Ma non è questo il momento di occuparci di ciò. Ritorniamo al nostro tema e poniamoci le seguenti domande: esistono obiezioni di natura teologico-dottrinale che vietano l’attiva partecipazione dei laici a co-determinare le decisioni nella chiesa ? Esistono dei seri ostacoli per una democratizzazione ecclesiale? La chiesa per sua natura è impossibilitata ad assumere un modello democratico? Ci suggerisce qualcosa il fatto che coloro oggi si oppongono alla partecipazione attiva dei laici alle decisioni nella chiesa utilizzano gli stessi argomenti che usarono i tradizionalisti al concilio per rifiutare la consultazione dei laici e la comune uguaglianza di ogni battezzato nella chiesa ? E questi stessi cattolici (che chiamiamo tradizionalisti) non sono gli stessi cattolici che accettarono nei secoli scorsi senza riserva alcuna l’applicazione alla chiesa del modello monarchico-assolutistico ? Non fu insultato pesantemente dagli ambienti conservatori Leone XIII quando decise di accettare l’organizzazione democratica degli stati moderni dopo i “non possumus” precedenti?

[1^ parte]

7 risposte a “Chi decide nella Chiesa? – 1”

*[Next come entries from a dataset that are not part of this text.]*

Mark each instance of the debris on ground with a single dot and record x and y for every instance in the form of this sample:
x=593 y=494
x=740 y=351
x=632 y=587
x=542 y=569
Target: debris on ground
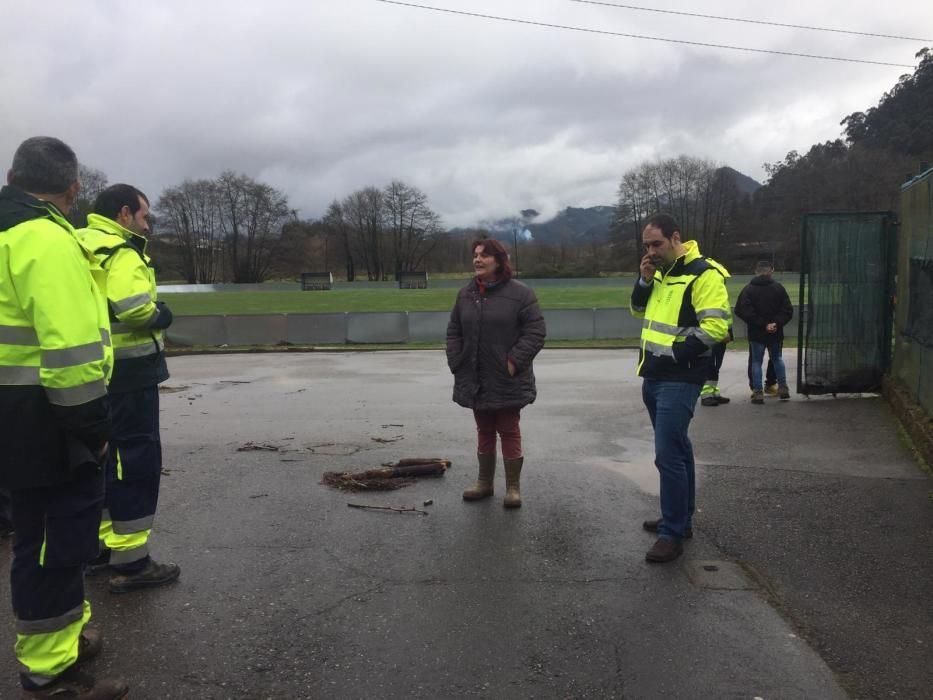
x=393 y=509
x=251 y=446
x=165 y=389
x=393 y=475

  1. Giulia De Lellis ha detto:

    È scontato che i tradizionalisti siano i conservatori ….
    I progressisti ” falsi” che portano avanti il ruolo dei laici nella fattispecie delle solite/ i preferiti che di fatto riproducono il modello clericale radicale scik….
    Purtroppo non se ne esce .
    La chiesa va purificata più che commentata.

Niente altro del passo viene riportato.